In this book, we will show you how to address these challenges by developing analytic solutions that transform data into powerful insights for you and your business. The main tasks involved in building these applications are:

  • Transforming raw data into a sanitized form that can be used for modeling. This may involve both cleaning anomalous data and converting unstructured data into a structured format.

  • Feature engineering, by transforming these sanitized inputs into the format that is used to develop a predictive model.

  • Calibrating a predictive model on a subset of this data and assessing its performance.

  • Scoring new data while evaluating the ongoing performance of the model.

  • Automating the transformation and modeling steps for regular updates.

  • Exposing the output of the model to other systems and users, usually through a web application.

  • Generating reports for the analyst and business user that distills the data and model into regular and robust insights.

Throughout this volume, we will use open-source tools written in the Python programming language to build these sorts of applications. Why Python? The Python language strikes an attractive balance between robust compiled languages such as Java, C++, and Scala, and pure statistical packages such as R, SAS, or MATLAB. We can work interactively with Python using the command line (or, as we will use in subsequent chapters, browser-based notebook environments), plotting data, and prototyping commands. Python also provides extensive libraries, allowing us to transform this exploratory work into web applications (such as Flask, CherryPy, and Celery, as we will see in Chapter 8, Sharing Models with Prediction Services), or scale them to large datasets (using PySpark, as we will explore in future chapters). Thus we can both analyze data and develop software applications within the same language.

Before diving into the technical details of these tools, let's take a high-level look at the concepts behind these applications and how they are structured. In this chapter, we will:

  • Define the elements of an analytic pipeline: data transformation, sanity checking, preprocessing, model development, scoring, automation, deployment, and reporting.

  • Explain the differences between batch-oriented and stream processing and their implications at each step of the pipeline.

  • Examine how batch and stream processing can be jointly accommodated within the Lambda Architecture for data processing.

  • Explore an example stream-processing pipeline to perform sentiment analysis of social media feeds.

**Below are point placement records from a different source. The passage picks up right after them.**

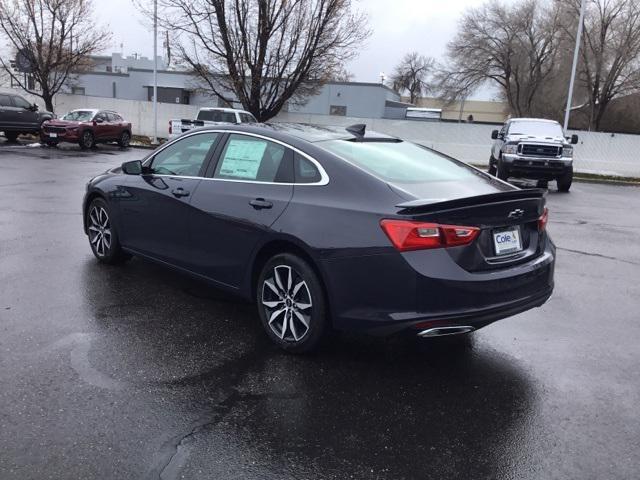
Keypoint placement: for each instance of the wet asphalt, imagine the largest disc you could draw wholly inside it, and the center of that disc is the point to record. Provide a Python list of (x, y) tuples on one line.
[(136, 372)]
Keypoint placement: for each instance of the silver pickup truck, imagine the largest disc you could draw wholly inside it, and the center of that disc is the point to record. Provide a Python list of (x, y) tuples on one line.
[(210, 116), (533, 148)]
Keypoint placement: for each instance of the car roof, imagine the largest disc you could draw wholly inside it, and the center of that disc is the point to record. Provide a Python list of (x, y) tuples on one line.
[(540, 120), (222, 109), (316, 133)]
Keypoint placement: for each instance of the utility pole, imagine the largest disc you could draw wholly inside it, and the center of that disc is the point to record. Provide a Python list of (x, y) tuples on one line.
[(154, 141), (567, 112)]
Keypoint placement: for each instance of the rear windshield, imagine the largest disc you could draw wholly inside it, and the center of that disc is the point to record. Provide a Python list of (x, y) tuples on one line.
[(217, 116), (400, 162), (79, 116), (538, 129)]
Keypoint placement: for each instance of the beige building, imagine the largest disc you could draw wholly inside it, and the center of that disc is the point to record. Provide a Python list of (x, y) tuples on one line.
[(480, 111)]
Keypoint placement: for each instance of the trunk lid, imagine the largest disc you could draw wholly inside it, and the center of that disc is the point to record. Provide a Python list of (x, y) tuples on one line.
[(493, 213)]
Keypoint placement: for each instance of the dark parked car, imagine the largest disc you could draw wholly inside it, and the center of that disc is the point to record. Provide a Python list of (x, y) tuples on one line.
[(324, 227), (533, 148), (18, 116), (87, 127)]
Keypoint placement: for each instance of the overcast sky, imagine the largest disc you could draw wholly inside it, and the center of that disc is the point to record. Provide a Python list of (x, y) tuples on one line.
[(399, 26)]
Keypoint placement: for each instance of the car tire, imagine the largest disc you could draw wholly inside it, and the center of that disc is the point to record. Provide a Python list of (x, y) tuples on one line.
[(492, 166), (291, 303), (124, 140), (103, 236), (87, 140), (502, 172), (564, 182)]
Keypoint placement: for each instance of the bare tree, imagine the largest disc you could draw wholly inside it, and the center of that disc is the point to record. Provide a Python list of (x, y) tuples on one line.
[(610, 52), (512, 46), (413, 75), (53, 38), (265, 53)]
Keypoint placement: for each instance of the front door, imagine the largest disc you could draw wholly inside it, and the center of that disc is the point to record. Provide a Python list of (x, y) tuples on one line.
[(250, 186), (155, 206)]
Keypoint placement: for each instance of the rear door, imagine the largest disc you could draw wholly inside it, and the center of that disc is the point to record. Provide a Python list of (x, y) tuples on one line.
[(26, 117), (156, 205), (7, 112), (101, 128), (248, 188)]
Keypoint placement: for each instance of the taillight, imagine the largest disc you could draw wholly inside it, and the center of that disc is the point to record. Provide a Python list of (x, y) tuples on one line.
[(543, 220), (407, 235)]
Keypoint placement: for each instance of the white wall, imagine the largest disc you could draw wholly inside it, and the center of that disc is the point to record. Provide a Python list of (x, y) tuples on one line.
[(601, 153)]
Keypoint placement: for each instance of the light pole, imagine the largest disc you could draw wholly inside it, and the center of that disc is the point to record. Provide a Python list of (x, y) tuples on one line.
[(155, 72), (567, 112)]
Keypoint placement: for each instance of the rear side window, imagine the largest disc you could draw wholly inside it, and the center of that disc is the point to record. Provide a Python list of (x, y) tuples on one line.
[(217, 116), (305, 170), (247, 118), (21, 102), (254, 159), (401, 162), (185, 157)]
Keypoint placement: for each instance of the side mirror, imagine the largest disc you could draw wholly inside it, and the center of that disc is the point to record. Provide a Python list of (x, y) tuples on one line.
[(133, 167)]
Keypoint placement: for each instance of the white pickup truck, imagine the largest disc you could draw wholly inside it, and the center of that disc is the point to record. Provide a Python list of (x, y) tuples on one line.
[(210, 116)]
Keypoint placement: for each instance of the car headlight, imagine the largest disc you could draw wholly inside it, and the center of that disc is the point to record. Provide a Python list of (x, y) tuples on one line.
[(510, 149)]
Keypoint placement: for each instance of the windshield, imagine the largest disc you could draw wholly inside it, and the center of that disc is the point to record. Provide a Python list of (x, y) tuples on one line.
[(400, 162), (536, 129), (79, 116), (216, 116)]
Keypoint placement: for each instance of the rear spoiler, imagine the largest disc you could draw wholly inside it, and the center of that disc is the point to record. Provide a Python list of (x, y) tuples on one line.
[(430, 205)]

  • Explore an example of a batch-processing pipeline to generate targeted e-mail marketing campaigns.

Tip

The goals of predictive analytics

The term predictive analytics, along with others such as data mining and machine learning, are often used to describe the techniques used in this book to build analytic solutions. However, it is important to keep in mind that there are two distinct goals these methods can address. Inference involves building models in order to evaluate the significance of a parameter on an outcome and emphasizes interpretation and transparency over predictive performance. For example, the coefficients of a regression model (Chapter 4, Connecting the Dots with Models – Regression Methods) can be used to estimate the effect of variation in a particular model input (for example, customer age or income) on an output variable (for example, sales). The predictions from a model developed for inference may be less accurate than other techniques, but provide valuable conceptual insights that may guide business decisions. Conversely, prediction emphasizes the accuracy of the estimated outcome, even if the model itself is a black box where the connection between an input and the resulting output is not always clear. For example, Deep Learning (Chapter 7, Learning from the Bottom Up – Deep Networks and Unsupervised Features) can produce state-of-the-art models and extremely accurate predictions from complex sets of inputs, but the connection between the input parameters and the prediction may be hard to interpret.